Early-stage fusion of EEG and fNIRS improves classification of motor imagery

Front Neurosci. 2023 Jan 9:16:1062889. doi: 10.3389/fnins.2022.1062889. eCollection 2022.

Abstract

Introduction: Many research papers have reported successful implementation of hybrid brain-computer interfaces by complementarily combining EEG and fNIRS, to improve classification performance. However, modality or feature fusion of EEG and fNIRS was usually designed for specific user cases, which were generally customized and hard to be generalized. How to effectively utilize information from the two modalities was still unclear.

Methods: In this paper, we conducted a study to investigate the stage of bi-modal fusion based on EEG and fNIRS. A Y-shaped neural network was proposed and evaluated on an open dataset, which fuses the bimodal information in different stages.

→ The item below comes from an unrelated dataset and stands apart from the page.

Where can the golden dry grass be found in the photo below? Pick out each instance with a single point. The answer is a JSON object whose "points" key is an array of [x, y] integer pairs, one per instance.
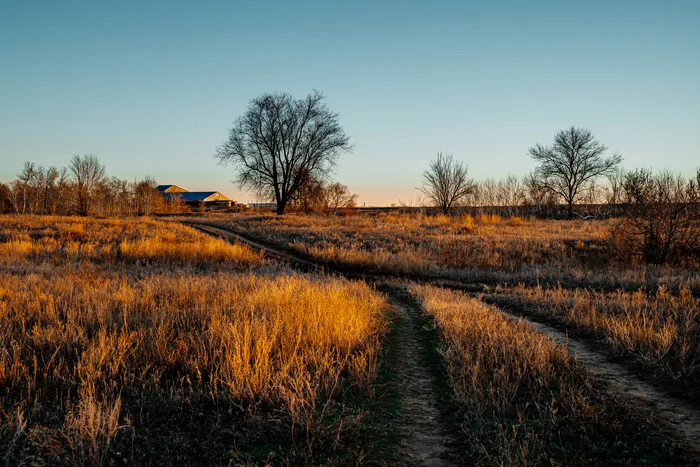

Results: The results suggests that the early-stage fusion of EEG and fNIRS have significantly higher performance compared to middle-stage and late-stage fusion network configuration (N = 57, P < 0.05). With the proposed framework, the average accuracy of 29 participants reaches 76.21% in the left-or-right hand motor imagery task in leave-one-out cross-validation, using bi-modal data as network inputs respectively, which is in the same level as the state-of-the-art hybrid BCI methods based on EEG and fNIRS data.

Keywords: EEG; fNIRS; hybrid-BCI; modality fusion; motor imagery.

Grants and funding

This study was supported in parts by the National Key Research and Development Program of China under Grant 2022YFF1202900, the National Natural Science Foundation of China under Grant 82102174, and the China Postdoctoral Science Foundation under Grant 2021TQ0243.